At the New Delhi Train Station
I arrived at the New Delhi Train Station in the muggy pre-dawn hours, amid the usual chaos of honking autorickshaws and hordes of people. A pack of red-turbaned porters stood at the ready as the fat ambassador taxis disgorged their passengers.
I steeled myself for the usual assault. And sure enough, before my foot hit the broken, moist pavement, three of them were on me.
I didn’t really need a porter to carry my bag, I could do it myself, but I needed one to help me find my platform, my train and my bogey. And yes, as I was barely awake, it was a relief to have someone carry my bag through the teeming railway station to the platform that was almost a kilometre away.
“How much?” I asked, knowing what was coming.
“200 rupees,” came the answer.
“Are you kidding?! I’ll carry it myself.” There is actually a fixed tariff, though you would never know it.
“I live in Delhi!” I exclaimed, in Hindi. “I know the charge is supposed to be 40 rupees per bag!”
“Okay, okay 150,” came the retort.
And so on, until finally we met sort-of in the middle at 80 rupees (about $2.00), which was high, but manageable. I have come to expect a “foreign tax,” and I know these guys really do need the money.
I followed my porter, who was of course running ahead, thinking it was my lucky day: he was very tall, which made him easier to spot as he raced through the crowd with my luggage on his head.
We arrived at the platform and I showed him my ticket. After some confusion, and consultation with a notice board that listed all the passengers, he pointed out that I had a waiting list ticket only. Number 48 on the waiting list. I thought 48 was my seat number.
Panic. I really needed to get to my yoga ashram. The Kumbh Mela was only days away and millions of people would be streaming to my destination. There would be no chance to get another train. “I need to get on that train!” I told my porter.
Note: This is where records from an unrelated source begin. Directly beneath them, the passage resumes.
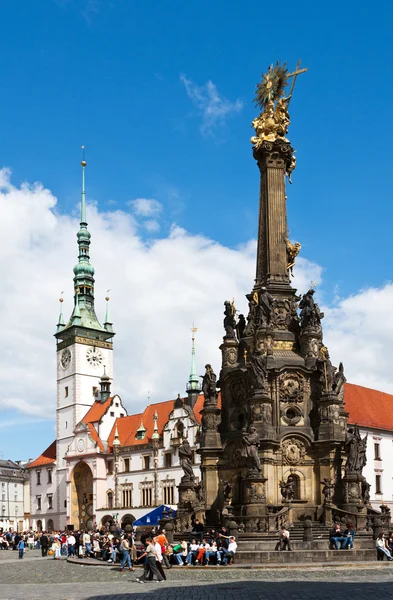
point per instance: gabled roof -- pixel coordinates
(97, 411)
(368, 408)
(47, 457)
(95, 437)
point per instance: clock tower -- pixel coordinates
(84, 348)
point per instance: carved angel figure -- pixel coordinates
(292, 252)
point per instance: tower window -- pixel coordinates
(377, 455)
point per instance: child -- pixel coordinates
(21, 548)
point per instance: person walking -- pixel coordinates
(71, 541)
(125, 548)
(150, 564)
(44, 544)
(284, 539)
(21, 547)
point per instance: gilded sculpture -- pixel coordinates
(273, 122)
(292, 252)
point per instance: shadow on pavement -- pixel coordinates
(257, 590)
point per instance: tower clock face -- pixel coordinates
(94, 357)
(65, 358)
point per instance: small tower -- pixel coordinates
(193, 388)
(105, 387)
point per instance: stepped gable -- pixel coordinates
(97, 411)
(46, 458)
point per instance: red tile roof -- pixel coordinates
(368, 408)
(97, 411)
(47, 457)
(95, 437)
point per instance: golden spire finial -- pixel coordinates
(83, 162)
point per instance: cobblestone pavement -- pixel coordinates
(35, 578)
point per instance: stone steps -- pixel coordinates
(304, 556)
(323, 544)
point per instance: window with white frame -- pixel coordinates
(147, 493)
(126, 495)
(168, 491)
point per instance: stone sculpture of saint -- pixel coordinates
(355, 447)
(310, 314)
(265, 307)
(250, 448)
(328, 490)
(185, 456)
(257, 371)
(209, 384)
(229, 319)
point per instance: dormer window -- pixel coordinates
(141, 432)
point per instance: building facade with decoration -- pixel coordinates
(106, 465)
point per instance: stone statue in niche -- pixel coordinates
(250, 449)
(257, 371)
(240, 327)
(310, 314)
(185, 456)
(355, 448)
(209, 384)
(328, 490)
(265, 308)
(229, 319)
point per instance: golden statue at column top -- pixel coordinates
(274, 120)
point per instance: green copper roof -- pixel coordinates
(193, 381)
(84, 314)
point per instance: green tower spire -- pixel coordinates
(193, 385)
(83, 315)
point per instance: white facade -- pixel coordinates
(379, 468)
(12, 484)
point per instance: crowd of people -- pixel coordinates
(203, 548)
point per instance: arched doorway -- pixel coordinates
(82, 509)
(127, 521)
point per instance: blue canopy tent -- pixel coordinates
(154, 516)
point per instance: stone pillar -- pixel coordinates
(332, 418)
(254, 501)
(273, 160)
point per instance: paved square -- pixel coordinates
(34, 578)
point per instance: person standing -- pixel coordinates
(284, 539)
(150, 565)
(44, 544)
(125, 548)
(21, 547)
(71, 541)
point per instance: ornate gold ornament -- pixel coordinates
(293, 451)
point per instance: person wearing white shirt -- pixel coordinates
(71, 541)
(193, 551)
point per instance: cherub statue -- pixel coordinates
(292, 252)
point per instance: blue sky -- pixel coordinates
(129, 79)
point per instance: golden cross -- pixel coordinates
(294, 74)
(194, 330)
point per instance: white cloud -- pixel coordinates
(158, 290)
(213, 108)
(144, 207)
(358, 331)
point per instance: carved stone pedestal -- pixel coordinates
(261, 406)
(229, 351)
(254, 501)
(332, 418)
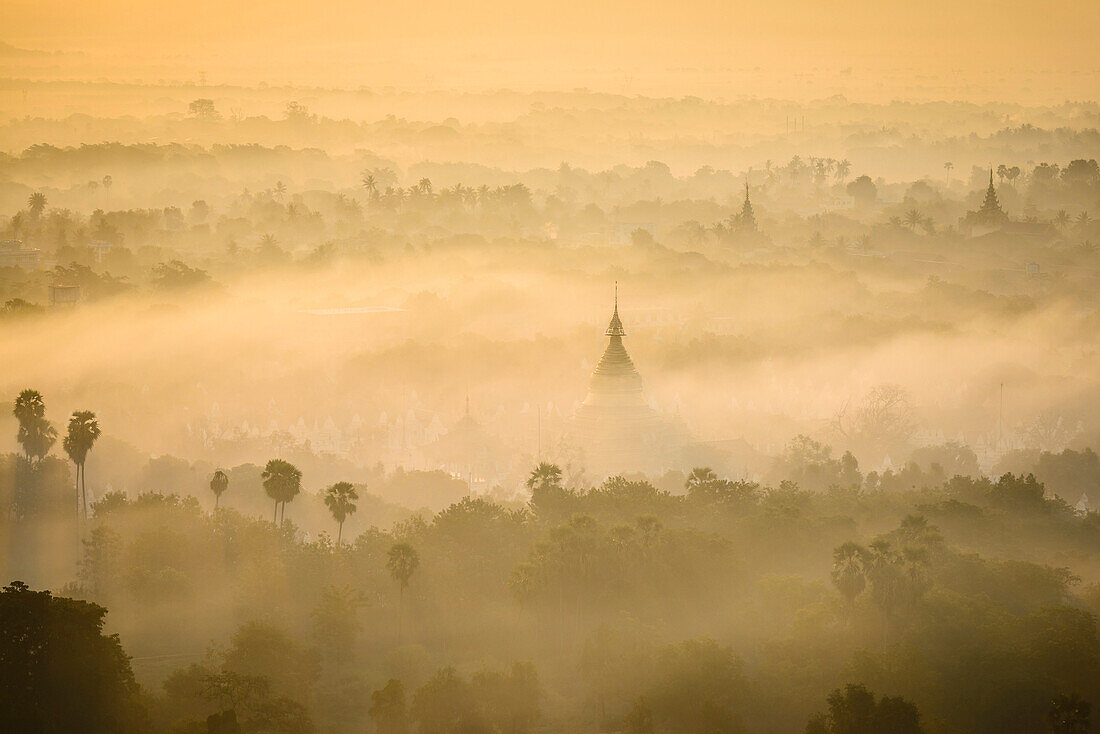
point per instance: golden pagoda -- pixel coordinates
(615, 427)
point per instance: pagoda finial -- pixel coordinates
(615, 328)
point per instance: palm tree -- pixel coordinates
(35, 434)
(83, 431)
(849, 573)
(36, 203)
(371, 185)
(340, 499)
(543, 477)
(843, 168)
(403, 563)
(700, 477)
(913, 219)
(282, 483)
(218, 484)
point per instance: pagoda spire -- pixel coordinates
(747, 217)
(615, 328)
(991, 210)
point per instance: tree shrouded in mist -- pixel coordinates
(58, 671)
(340, 499)
(81, 435)
(36, 203)
(218, 484)
(35, 434)
(855, 711)
(282, 482)
(403, 561)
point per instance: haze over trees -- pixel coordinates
(858, 324)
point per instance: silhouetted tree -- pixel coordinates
(402, 562)
(83, 431)
(282, 482)
(388, 709)
(340, 499)
(35, 434)
(218, 484)
(36, 203)
(58, 671)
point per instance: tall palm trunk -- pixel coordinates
(400, 613)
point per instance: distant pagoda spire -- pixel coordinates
(615, 328)
(747, 217)
(991, 210)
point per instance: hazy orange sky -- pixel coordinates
(958, 39)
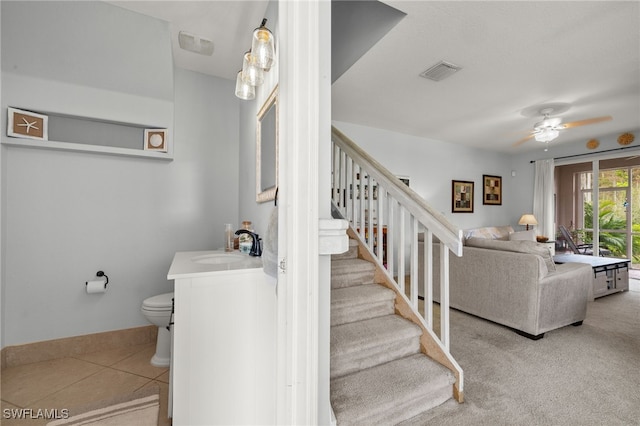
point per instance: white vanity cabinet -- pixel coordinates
(224, 342)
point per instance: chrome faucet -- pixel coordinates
(256, 245)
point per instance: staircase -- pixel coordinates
(379, 374)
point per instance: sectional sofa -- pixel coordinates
(513, 281)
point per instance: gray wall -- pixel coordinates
(257, 213)
(66, 215)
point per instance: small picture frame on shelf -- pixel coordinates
(462, 196)
(492, 190)
(27, 124)
(155, 140)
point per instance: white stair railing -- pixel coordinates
(376, 203)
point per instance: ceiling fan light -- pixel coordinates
(243, 90)
(262, 47)
(546, 135)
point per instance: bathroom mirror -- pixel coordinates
(267, 149)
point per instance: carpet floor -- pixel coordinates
(586, 375)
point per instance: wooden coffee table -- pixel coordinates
(610, 274)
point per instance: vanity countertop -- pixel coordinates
(193, 264)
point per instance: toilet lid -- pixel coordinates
(159, 301)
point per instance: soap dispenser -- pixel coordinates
(245, 239)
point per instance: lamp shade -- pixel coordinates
(244, 90)
(527, 219)
(262, 47)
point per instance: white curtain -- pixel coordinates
(543, 206)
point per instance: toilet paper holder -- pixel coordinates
(100, 274)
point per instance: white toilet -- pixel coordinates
(157, 309)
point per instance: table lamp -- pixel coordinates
(527, 219)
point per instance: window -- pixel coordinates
(618, 213)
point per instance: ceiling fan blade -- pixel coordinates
(523, 140)
(587, 121)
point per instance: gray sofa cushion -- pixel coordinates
(519, 246)
(489, 232)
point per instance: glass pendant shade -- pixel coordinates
(251, 72)
(262, 47)
(244, 90)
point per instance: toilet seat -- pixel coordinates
(161, 302)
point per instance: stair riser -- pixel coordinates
(341, 279)
(402, 410)
(348, 314)
(352, 253)
(344, 364)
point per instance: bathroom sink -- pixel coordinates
(219, 258)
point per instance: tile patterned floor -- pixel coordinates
(77, 381)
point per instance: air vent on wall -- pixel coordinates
(194, 43)
(440, 71)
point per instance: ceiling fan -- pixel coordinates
(548, 129)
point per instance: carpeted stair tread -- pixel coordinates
(350, 304)
(391, 392)
(363, 344)
(350, 272)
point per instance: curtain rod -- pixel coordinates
(590, 153)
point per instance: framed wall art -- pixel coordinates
(492, 190)
(155, 140)
(462, 196)
(27, 124)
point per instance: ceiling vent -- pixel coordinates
(440, 71)
(194, 43)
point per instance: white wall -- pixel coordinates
(66, 215)
(431, 166)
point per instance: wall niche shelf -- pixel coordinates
(91, 135)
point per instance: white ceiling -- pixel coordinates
(515, 56)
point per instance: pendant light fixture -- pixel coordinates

He grasped the situation immediately, and sprang into action, sprinting up and down the platform looking for a conductor. We found the first class conductor surrounded by questioning passengers. A chubby, satisfied-looking babu in a worn uniform, he said it was impossible. All the trains to Haridwar were booked for weeks.
But still, my porter didn’t give up and neither did I. With only minutes left before departure we found the second-class conductor, a handsome man with a thoughtful face who simply said, “You can have my seat,” and told the porter the number.
On to the train we jumped, together, united in our sense of urgency and exhilarated by our success. The train was packed, but the porter found a place overhead to squeeze in my bag as the final boarding call resounded up and down the damp, cavernous platform.
The porter and I looked at each other and smiled, accomplices now, and I gave him a heart-felt thank you as I thrust a small handful of 100 rupee notes in his hand, much more than he tried to scam off me.